The date and purpose of the construction of the rampart at Carl Wark are uncertain. It has been described as being "unlike any other [structure] found in Northern England." It is widely postulated to be a hill fort of Iron Age origin, perhaps dating from the 8th to the 5th centuries BC, though a similar enclosure at Gardom's Edge has been dated to the late Bronze Age, between 1300 and 900 BC. There is no evidence of settlement within the enclosure so it is unlikely that the site was used for a continuously occupied fort; it may have been used as a place of refuge for a population living in the surrounding area or it may have had some ceremonial purpose.

Antiquarian Hayman Rooke, writing in 1785, gave one of the earliest descriptions of the structure. He thought that it was built by the British Celtic peoples, and surmised that "it is natural to imagine, from the many sacred erections, that this place must have been intended for holy uses, or a court of justice". In 1861 historian John Gardner Wilkinson wrote that the site "bears the marked characteristics of an ancient British [Iron Age] fort", whilst antiquarian and barrow-digger Thomas Bateman stated that he thought the encampment had been set up as a defence against Constantine the Great during the Roman rule of Britain. Isaac Chalkley Gould also dismissed Rooke's idea that the enclosure had a sacred use, writing that it may have been used as a temporary fortified camp or refuge. Following a limited excavation of the turf embankment by Frank Gerald Simpson in 1950, Cecily Margaret Piggott concluded that the rampart was constructed in the Early Middle Ages possibly in the 5th or 6th century as it is similar in construction techniques to some ramparts of this period in Scotland. Some more recent historians agree with the view that the fortifications date from 'the Romano-British period at the start of the Dark Ages, maybe about 500 AD'. Norman Price (1953) described Carl Wark as the site of a pre-Roman Celtic British encampment, later used for defence in the 6th century by Arthurian knight Sir Lamoracke, who he states was also known as Llywarch. More recent assessments suggest that the site may have been in use since the Neolithic period, perhaps with multiple uses and phases of construction.

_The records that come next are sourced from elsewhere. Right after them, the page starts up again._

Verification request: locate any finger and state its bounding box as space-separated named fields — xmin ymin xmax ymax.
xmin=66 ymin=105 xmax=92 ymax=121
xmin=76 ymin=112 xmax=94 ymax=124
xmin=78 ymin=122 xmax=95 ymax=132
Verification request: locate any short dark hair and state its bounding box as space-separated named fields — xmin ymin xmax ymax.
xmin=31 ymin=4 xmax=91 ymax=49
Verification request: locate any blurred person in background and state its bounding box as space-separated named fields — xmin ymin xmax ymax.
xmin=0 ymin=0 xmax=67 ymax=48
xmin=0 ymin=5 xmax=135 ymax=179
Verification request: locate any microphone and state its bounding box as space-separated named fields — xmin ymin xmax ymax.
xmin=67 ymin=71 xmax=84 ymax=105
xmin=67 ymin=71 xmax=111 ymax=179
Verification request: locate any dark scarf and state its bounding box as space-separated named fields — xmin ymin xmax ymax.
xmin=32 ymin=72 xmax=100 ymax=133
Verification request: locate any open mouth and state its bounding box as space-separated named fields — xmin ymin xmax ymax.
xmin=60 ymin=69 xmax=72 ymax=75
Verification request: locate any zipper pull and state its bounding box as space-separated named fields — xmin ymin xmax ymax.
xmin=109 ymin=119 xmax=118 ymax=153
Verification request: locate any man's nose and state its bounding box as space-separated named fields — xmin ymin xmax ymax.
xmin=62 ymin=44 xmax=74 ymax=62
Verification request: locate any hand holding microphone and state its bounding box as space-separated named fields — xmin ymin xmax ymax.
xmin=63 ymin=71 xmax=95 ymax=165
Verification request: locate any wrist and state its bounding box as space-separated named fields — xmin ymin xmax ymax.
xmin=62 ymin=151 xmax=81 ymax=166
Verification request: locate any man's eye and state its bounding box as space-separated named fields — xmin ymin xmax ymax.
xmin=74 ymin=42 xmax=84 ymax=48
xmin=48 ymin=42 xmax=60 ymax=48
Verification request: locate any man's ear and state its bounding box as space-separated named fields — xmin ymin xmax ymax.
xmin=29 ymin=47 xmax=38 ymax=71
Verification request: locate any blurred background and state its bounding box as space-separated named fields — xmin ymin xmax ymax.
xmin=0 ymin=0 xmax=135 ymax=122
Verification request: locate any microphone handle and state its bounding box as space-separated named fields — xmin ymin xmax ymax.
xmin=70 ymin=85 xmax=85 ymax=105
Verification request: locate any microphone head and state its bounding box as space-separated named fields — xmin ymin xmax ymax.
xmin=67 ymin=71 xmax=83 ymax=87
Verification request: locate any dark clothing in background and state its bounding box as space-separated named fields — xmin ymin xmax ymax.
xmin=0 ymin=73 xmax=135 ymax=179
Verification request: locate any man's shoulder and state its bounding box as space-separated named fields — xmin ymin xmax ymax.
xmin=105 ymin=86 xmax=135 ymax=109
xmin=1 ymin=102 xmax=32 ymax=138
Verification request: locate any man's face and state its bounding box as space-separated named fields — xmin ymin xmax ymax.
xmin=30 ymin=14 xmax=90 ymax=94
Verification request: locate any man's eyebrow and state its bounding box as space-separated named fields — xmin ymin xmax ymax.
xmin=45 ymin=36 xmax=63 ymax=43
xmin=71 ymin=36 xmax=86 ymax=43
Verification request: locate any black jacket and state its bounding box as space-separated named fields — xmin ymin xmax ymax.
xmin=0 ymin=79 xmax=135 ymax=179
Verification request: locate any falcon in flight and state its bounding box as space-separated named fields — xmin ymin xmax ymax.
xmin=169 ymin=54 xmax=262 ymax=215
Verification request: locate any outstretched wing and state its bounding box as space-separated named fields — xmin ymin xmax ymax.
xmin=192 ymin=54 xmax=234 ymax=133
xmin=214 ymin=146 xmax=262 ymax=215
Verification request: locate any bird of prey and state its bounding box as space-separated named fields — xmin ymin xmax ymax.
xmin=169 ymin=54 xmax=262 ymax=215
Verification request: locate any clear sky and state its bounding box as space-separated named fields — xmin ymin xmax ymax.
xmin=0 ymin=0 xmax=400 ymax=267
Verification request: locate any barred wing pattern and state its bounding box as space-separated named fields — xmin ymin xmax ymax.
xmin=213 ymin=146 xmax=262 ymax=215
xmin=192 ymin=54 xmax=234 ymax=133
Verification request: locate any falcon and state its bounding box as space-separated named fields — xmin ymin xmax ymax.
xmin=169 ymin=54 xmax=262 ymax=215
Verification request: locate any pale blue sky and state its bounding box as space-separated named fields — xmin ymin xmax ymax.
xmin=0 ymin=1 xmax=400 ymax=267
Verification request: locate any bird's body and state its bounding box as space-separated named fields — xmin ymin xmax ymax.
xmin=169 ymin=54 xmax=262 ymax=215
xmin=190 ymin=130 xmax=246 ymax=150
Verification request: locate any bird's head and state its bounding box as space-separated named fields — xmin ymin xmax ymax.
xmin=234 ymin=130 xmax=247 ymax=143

The origin of the name Carl Wark is uncertain. Rooke used the name "Cair's Work" in his 1785 description, whereas Bateman used "Carleswark". Sheffield historian and folklorist S. O. Addy, writing in 1893, posited that the name is Old Norse in origin, meaning 'The Old Man's Fort', where the 'Old Man' refers to the devil—suggesting that the 9th to 10th century Danish settlers in the area regarded the enclosure as ancient and mysterious. The 1802 Derbyshire edition of The Beauties of England and Wales refers to a rock on the site named "Cair's Chair" suggesting the Welsh word Caer meaning fort or rampart as a possible origin - Cair being an old spelling variant.

A scene from the 1987 film The Princess Bride was filmed nearby at Carl Wark with Higger Tor visible in the background.